The water boiled me: flipped me heels over head and pulled my back into a painful zigzag before pummeling me shoulder-first into a rough and prickly sandbar. I came up coughing, lungs waterlogged and sinuses stinging. I’d scraped my elbow and when I looked down, I could see it was bleeding. But I wasn’t worried about blood. I was worried about DeeDee, who was nowhere to be seen. She couldn’t swim.
I recovered quickly and scanned the shore for DeeDee, hoping to see her lying safe (if bruised) in the sand. She was not. Using my hand as a visor, I turned again to the sea. At first I saw nothing, but then I shifted my focus to a more distant point, and there she was. Barely.

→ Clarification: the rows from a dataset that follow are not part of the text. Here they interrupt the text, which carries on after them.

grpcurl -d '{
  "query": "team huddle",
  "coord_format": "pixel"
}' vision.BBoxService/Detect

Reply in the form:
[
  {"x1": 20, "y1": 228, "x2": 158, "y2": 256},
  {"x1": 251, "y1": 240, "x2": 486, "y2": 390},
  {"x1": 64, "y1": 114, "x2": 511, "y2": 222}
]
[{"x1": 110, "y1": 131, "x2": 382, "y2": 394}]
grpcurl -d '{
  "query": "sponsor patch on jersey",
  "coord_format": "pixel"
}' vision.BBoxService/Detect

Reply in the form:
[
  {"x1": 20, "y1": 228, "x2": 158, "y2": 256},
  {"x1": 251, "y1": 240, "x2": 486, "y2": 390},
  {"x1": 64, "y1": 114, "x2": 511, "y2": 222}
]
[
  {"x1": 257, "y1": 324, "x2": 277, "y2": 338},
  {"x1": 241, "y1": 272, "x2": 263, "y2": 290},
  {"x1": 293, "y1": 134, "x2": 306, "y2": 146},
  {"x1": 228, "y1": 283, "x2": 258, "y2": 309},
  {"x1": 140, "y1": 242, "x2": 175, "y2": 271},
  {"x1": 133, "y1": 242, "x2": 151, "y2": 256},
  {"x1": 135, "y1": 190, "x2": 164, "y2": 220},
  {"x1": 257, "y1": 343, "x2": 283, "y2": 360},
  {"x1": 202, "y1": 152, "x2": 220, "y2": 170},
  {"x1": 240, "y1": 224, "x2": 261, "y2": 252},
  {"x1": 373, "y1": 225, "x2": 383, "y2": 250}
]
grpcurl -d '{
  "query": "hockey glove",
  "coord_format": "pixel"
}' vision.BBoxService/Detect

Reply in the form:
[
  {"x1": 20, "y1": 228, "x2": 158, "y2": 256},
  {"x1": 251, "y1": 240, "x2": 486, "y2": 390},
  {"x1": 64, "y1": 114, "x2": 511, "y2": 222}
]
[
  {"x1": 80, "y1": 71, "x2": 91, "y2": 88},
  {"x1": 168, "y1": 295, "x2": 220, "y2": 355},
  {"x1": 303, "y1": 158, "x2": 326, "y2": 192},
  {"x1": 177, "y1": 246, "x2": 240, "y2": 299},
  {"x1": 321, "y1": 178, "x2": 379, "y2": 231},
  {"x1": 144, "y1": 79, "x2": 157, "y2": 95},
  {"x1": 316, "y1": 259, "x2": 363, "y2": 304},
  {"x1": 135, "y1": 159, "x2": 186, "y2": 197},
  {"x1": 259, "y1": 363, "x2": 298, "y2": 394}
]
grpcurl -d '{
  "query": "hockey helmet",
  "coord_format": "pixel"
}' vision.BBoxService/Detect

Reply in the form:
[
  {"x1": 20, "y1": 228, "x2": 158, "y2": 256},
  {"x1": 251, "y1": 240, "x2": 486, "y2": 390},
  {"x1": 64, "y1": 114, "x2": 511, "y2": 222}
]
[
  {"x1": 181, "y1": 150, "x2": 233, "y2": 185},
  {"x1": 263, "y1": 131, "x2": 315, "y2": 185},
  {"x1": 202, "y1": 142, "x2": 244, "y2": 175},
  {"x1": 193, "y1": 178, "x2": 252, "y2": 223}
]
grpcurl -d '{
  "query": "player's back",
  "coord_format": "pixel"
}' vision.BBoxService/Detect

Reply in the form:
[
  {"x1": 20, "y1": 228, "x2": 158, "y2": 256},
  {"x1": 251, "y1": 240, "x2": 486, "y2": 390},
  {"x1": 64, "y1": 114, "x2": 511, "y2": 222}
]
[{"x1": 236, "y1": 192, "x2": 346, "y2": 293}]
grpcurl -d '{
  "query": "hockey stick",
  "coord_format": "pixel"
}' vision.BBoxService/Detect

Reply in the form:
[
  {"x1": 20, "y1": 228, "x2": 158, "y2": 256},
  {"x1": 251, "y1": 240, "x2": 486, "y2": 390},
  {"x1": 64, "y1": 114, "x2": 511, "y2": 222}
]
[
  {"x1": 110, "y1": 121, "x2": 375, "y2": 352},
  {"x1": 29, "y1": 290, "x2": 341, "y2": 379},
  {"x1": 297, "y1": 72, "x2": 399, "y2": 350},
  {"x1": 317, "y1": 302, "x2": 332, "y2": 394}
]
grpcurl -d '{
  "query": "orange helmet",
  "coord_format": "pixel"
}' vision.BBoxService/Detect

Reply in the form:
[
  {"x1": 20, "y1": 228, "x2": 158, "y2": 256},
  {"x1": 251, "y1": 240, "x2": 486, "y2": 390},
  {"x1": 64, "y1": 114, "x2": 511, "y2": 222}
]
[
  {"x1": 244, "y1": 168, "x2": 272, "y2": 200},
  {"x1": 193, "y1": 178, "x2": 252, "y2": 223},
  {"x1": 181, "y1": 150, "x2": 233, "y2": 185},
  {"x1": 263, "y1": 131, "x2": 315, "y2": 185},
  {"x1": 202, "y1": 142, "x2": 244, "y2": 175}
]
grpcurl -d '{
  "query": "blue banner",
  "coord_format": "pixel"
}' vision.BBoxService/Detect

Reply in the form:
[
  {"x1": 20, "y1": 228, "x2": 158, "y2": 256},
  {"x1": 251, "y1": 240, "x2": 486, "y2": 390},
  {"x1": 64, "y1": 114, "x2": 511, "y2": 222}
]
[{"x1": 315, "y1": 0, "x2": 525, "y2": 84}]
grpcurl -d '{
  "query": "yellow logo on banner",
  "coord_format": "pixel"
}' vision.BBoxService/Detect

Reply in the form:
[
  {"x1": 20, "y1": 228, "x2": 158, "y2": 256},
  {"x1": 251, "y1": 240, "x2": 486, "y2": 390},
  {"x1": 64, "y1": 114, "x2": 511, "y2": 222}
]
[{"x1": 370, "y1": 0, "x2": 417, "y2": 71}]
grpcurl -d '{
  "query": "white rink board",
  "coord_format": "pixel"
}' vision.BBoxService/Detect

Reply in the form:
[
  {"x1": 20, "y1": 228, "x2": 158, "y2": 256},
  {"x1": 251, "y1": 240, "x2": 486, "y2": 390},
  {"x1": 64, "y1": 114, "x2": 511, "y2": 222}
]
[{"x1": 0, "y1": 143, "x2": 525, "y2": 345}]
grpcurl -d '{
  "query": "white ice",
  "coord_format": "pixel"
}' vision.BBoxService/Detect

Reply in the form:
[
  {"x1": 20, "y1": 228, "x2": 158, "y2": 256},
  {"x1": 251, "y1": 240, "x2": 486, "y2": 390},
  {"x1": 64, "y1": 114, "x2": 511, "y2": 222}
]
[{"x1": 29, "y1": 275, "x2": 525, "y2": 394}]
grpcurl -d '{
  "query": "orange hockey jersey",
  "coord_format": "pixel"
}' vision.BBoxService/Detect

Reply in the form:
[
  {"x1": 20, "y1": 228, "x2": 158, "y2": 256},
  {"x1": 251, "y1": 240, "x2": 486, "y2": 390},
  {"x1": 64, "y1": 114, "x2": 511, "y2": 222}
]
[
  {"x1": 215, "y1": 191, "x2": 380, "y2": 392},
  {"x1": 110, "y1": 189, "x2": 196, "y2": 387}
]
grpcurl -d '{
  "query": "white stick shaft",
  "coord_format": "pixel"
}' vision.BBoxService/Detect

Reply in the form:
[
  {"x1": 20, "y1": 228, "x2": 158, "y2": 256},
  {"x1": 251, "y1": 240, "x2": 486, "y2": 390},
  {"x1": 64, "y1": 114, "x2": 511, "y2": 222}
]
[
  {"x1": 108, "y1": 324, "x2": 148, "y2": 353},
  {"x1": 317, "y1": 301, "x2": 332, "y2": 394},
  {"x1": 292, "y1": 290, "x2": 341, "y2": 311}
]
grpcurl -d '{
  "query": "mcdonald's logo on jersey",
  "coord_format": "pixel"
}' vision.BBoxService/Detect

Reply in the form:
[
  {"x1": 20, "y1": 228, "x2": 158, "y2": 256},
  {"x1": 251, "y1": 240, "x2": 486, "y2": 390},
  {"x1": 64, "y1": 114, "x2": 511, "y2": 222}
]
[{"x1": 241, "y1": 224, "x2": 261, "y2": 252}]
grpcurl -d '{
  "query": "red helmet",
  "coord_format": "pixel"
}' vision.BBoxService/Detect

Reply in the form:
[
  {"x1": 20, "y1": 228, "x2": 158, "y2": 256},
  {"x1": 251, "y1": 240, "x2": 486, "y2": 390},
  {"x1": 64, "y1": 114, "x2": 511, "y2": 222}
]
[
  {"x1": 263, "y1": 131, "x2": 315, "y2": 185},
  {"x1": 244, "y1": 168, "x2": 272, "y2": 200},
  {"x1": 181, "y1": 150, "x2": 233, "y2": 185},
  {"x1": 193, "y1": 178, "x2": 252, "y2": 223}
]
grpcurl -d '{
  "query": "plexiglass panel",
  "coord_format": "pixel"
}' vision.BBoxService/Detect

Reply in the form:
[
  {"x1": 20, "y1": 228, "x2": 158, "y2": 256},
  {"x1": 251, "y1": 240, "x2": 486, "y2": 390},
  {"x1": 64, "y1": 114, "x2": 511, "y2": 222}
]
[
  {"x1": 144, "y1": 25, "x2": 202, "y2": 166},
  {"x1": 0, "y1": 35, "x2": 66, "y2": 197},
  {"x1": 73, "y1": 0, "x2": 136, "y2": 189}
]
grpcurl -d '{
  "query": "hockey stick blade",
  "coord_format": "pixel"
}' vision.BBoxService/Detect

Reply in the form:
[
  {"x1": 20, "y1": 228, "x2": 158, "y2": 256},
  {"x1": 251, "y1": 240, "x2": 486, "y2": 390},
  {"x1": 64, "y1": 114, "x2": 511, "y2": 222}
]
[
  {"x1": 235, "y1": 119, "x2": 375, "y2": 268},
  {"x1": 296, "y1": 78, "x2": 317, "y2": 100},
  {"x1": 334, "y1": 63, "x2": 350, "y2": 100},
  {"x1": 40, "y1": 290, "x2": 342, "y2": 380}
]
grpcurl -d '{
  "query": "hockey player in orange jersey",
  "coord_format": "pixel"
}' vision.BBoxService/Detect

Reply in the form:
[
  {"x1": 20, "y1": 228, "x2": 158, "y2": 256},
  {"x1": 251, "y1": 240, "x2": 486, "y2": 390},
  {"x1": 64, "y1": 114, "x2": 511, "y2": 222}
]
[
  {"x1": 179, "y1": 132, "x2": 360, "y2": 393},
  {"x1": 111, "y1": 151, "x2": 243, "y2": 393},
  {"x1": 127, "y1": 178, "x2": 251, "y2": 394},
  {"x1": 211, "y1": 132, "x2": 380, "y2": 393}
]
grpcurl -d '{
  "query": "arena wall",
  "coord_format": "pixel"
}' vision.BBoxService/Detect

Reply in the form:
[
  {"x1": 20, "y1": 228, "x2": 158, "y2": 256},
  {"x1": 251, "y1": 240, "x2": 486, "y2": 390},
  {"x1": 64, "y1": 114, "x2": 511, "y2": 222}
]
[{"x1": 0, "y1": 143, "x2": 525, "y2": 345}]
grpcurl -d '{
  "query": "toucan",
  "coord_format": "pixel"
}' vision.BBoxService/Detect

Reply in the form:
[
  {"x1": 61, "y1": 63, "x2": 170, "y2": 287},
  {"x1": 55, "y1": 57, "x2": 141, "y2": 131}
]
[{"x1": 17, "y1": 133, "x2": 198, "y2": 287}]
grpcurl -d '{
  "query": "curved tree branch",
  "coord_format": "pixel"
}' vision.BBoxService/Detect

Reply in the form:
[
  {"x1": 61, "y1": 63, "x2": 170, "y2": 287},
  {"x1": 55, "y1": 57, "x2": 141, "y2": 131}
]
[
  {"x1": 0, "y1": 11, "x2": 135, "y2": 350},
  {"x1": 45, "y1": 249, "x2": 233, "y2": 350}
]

I had no idea how she’d gotten out so far, but I could see her head bobbing in the water, just beyond the waves. She was sputtering and flailing, gasping for breath.
“DeeDee,” I screamed. Or tried to scream—it came out as just a cracked and hopeless wail that I knew couldn’t come close to reaching her. Even if it mattered.
So even though I’m barely a swimmer myself, I dove back into the water and swam. I pushed hard, trying to remember the swimming lessons I’d neglected to pay attention to when I was ten years old. Somehow, I found a reserve of strength wi
thin myself, a well of technique that I’d never known I’d had. I felt supercharged. Several times since I’d gotten here, I’d thought I’d felt hands grasping at my legs, trying to pull me under. This time, I felt the same thing, and I realized that they weren’t trying to pull me at all. Something—or someone—was helping me.
When I caught up with her, she was treading water helplessly, her head thrown back, face barely suspended above the surface of the water, eyes barely open. “DeeDee,” I said, wrapping my arm around her limp body. “What the hell are you doing?” She looked up at me, startled.
“Sam?” DeeDee was surprised to see me. “It was so weird. We were just standing there talking and then . . . how did we get so far out? It’s fucking freezing!”
“Come on,” I said. “Relax.”
“I can’t even swim!” DeeDee said. And as it dawned on her what was going on, she suddenly started struggling, paddling her legs furiously and thrashing around in my arms. She began to cough up water.
“Shh,” I said. I piled her hair on top of her head with my free hand. I took the wet strand that was stuck to the side of her face and tucked it behind her ear. Her breathing got slower. “Just float on your back. I’ll float with you. Just relax. We’ll be fine.” DeeDee halfheartedly tried to push me away, but I held her tight.
“Come on,” I whispered. I let her go, rolling onto my back as an example. I looked her in the eyes until she followed my lead, and I reached out and touched her shoulder and we floated back to the shore, like that, wave by wave until we could stand, and soon we were back on the shore floundering in the cold of Kristle’s glare.
“What the fuck is this?” Kristle said, before we’d even stood up. Jeff was standing beside her with his arms crossed awkwardly across his chest, looking off to the side. “DeeDee can’t swim, dipshit.” And then, pulling DeeDee up by the hand, “What the fuck were you fucking thinking?”